There are powerful job queue modules for node.js + redis out there, like kue and bull, to name a few. But powerful API comes at a price, they need complex data structure and redis scripts to achieve features such as delayed job, pause/resume and full text search. And since redis doesn't have traditional transaction, ie. no rollback when one of the command failed, and doesn't trigger error in node-redis driver, things can go south without developers noticing. Plus it's difficult to figure out what really happened due to non-intuitive redis data structure.

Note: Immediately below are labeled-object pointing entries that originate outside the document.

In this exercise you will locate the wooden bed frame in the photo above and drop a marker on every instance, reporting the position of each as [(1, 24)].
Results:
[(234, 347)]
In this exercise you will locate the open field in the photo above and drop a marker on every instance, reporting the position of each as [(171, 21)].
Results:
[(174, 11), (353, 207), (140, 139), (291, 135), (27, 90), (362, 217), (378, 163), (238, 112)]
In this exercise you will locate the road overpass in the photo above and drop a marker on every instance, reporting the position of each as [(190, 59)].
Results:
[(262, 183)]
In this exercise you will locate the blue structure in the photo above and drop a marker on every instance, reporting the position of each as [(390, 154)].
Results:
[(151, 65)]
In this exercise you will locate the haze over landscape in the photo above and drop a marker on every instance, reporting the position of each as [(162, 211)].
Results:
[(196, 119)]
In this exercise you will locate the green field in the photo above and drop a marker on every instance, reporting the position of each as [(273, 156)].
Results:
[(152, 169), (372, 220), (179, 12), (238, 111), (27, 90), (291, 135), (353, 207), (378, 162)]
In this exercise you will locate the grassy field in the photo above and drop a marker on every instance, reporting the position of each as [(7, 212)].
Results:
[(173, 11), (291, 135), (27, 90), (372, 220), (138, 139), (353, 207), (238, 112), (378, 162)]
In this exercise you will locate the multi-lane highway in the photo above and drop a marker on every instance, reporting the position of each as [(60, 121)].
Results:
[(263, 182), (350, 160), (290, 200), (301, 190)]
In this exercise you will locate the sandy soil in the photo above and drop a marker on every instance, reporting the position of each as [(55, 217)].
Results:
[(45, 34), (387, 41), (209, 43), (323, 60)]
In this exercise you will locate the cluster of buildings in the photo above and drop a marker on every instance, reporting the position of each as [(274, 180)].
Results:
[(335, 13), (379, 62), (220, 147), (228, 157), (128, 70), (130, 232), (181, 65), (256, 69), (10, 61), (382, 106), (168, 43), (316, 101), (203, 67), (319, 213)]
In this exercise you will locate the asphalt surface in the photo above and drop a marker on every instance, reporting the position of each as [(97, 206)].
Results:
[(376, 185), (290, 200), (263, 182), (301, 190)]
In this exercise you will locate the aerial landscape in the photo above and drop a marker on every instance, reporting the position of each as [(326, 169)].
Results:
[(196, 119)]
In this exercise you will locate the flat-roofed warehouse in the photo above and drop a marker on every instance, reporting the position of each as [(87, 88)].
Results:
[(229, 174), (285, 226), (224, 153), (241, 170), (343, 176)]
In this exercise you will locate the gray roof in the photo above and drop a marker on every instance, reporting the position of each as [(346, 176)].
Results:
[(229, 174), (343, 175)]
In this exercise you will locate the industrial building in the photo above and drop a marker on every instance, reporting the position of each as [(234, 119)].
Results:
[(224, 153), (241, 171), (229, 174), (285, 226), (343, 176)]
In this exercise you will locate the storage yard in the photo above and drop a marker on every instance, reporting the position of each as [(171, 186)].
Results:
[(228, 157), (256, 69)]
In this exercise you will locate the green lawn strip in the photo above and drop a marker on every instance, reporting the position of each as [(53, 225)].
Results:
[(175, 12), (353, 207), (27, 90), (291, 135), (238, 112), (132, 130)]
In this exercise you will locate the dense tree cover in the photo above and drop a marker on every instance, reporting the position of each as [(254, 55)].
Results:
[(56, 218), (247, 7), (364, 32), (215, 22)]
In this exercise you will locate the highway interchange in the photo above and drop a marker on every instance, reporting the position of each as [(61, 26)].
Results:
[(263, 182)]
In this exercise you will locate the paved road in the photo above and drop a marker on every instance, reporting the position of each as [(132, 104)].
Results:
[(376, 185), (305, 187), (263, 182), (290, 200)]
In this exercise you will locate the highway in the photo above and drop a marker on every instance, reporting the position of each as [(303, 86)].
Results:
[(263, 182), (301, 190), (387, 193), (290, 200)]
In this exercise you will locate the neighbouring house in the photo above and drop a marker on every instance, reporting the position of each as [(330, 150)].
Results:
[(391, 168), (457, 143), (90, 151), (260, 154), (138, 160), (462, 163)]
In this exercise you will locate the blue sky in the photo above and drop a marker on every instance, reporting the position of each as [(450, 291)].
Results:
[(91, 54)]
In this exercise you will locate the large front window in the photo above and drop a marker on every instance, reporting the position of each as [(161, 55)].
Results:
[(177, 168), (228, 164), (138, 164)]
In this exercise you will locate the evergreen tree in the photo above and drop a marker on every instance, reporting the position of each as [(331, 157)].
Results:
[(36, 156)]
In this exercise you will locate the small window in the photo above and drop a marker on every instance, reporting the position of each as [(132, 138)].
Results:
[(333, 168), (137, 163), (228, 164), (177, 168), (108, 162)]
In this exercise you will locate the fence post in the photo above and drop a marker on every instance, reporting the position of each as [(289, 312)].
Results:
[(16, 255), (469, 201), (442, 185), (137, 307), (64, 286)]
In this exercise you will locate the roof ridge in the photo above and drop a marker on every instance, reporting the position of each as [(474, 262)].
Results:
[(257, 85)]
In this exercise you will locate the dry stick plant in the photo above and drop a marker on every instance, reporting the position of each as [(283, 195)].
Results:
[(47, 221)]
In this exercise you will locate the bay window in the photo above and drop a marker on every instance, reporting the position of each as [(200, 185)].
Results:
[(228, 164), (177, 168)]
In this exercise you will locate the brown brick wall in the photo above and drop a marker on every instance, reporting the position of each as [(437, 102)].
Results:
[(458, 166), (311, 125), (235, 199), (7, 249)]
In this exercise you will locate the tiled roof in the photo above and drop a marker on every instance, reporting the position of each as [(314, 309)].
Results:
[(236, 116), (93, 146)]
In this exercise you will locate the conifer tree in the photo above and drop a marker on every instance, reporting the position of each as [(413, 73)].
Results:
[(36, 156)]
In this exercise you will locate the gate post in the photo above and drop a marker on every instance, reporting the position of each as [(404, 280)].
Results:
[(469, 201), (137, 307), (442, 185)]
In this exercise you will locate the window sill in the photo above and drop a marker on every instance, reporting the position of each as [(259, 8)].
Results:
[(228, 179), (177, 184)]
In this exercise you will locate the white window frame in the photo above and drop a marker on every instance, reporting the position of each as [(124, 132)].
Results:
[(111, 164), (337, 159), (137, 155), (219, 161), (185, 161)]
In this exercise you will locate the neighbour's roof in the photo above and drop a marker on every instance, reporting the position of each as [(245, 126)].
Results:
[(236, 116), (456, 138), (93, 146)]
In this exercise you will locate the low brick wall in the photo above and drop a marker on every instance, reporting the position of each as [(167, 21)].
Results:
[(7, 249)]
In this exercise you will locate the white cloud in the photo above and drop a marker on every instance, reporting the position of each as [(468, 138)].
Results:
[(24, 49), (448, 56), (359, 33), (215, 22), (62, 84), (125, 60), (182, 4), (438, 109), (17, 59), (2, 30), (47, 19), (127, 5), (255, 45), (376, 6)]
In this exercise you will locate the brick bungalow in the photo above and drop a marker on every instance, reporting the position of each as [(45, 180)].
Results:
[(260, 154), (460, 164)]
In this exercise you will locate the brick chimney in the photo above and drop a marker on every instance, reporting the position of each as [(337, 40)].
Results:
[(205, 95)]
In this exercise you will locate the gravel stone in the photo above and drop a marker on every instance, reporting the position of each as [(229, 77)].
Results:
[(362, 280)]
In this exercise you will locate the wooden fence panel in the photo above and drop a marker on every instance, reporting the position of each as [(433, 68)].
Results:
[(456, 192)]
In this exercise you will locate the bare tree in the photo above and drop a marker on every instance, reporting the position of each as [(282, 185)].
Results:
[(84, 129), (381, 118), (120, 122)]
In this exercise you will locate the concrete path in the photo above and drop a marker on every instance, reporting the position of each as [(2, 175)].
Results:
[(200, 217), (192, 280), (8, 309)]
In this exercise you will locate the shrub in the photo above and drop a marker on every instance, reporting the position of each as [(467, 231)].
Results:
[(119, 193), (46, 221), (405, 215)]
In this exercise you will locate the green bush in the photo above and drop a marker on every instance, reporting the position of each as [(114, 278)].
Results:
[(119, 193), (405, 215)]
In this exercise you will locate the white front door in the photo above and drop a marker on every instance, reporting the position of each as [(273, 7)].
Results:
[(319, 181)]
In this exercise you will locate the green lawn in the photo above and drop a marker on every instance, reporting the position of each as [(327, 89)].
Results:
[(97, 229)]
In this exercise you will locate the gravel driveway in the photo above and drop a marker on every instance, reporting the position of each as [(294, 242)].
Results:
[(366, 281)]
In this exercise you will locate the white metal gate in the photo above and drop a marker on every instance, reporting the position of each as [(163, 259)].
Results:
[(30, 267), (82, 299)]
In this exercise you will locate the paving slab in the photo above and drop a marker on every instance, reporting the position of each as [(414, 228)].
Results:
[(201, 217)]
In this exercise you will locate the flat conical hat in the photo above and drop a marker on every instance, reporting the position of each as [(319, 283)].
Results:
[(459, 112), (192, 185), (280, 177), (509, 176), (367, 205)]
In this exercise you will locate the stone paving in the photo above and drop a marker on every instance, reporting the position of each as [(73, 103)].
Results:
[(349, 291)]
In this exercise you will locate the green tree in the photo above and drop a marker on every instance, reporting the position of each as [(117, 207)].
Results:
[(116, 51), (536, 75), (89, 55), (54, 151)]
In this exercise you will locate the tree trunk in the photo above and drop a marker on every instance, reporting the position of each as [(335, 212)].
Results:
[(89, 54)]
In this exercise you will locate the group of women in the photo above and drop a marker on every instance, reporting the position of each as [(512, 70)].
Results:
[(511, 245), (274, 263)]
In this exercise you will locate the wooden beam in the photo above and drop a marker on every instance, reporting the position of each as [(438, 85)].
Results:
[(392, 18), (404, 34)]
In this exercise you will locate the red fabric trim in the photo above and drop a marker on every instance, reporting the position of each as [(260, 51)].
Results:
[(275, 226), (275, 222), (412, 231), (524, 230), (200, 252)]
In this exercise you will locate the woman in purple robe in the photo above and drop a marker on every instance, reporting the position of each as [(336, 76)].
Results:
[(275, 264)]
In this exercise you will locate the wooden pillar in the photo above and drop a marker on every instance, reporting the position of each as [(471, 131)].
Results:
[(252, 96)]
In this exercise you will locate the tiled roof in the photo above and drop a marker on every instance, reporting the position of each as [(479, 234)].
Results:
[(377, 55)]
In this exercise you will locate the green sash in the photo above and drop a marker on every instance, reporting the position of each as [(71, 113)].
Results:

To us, the proper answer is to design around this problem, instead of adding more features, we want a job queue that's barebone, fully tested, easy to inspect, and doesn't hide errors from developers.

Features

Install

npm install decent --save

Usage

TODO

API

decent(name, opts)

Create a queue with name and config redis client connection based on opts, returns a decent queue instance.

examples

var decent = require('decent');

var queue1 = decent('q1');
var queue2 = decent('q2', { 
    port: 6379
    , host: 'localhost'
    , connect_timeout: 5000 
});

opts

queue.add(data, opts)

Create a job on queue using data as payload and allows job specific opts, returns a promise that resolve to the created job.

examples

queue.add({ a: 1 }).then(function(job) {
    console.log(job.data); // { a: 1 }
});

queue.add({ a: 1, b: 1 }, { retry: 1, timeout: 120 }).then(function(job) {
    console.log(job.data); // { a: 1, b: 1 }
    console.log(job.retry); // 1
    console.log(job.timeout); // 120
});

opts

job

queue.worker(handler)

Register a handler function that process jobs, and start processing jobs in queue.

examples

queue.worker(function(job, done) {
    setTimeout(function() {
        console.log(job.data);
        done();
    }, 100);
});

done(err);

Must be called to signal the completion of job processing.

If called with an instance of Error, then decent will assume worker failed to process this job.

Fail jobs are moved back to work queue when they are below retry threshold, otherwise they are moved to failure queue.

queue.count(name)

Returns a promise that resolve to the queue length of specified queue, default to work queue.

examples

queue.count('work').then(function(count) {
    console.log(count); // pending job count
});

queue.count('run').then(function(count) {
    console.log(count); // running job count
});

queue.count('fail').then(function(count) {
    console.log(count); // failed job count
});

queue.get(id)

Returns a promise that resolve to the job itself.

examples

queue.get(1).then(function(job) {
    console.log(job.id); // 1
});

queue.remove(id, name)

Returns a promise that will resolve when job is removed from redis (both job data and job queue). Default queue is work.

Note: remove does not return the job, use get then remove instead.

examples

queue.remove(1, 'run').then(function() {
    // job has been removed from redis
});

queue.stop()

Instructs queue worker to terminate gracefully on next loop. See events on how to monitor queue.

examples

// ... setup queue and worker

queue.on('queue stop', function() {
    console.log('queue stopped gracefully');
});
queue.stop();

queue.restart()

Restarts the queue worker loop. See events on how to monitor queue.

examples

// ... setup queue and worker

queue.on('queue start', function() {
    console.log('queue restarted');
});
queue.restart();

Events

decent is an instance of EventEmitter, so you can use queue.on('event', func) as usual.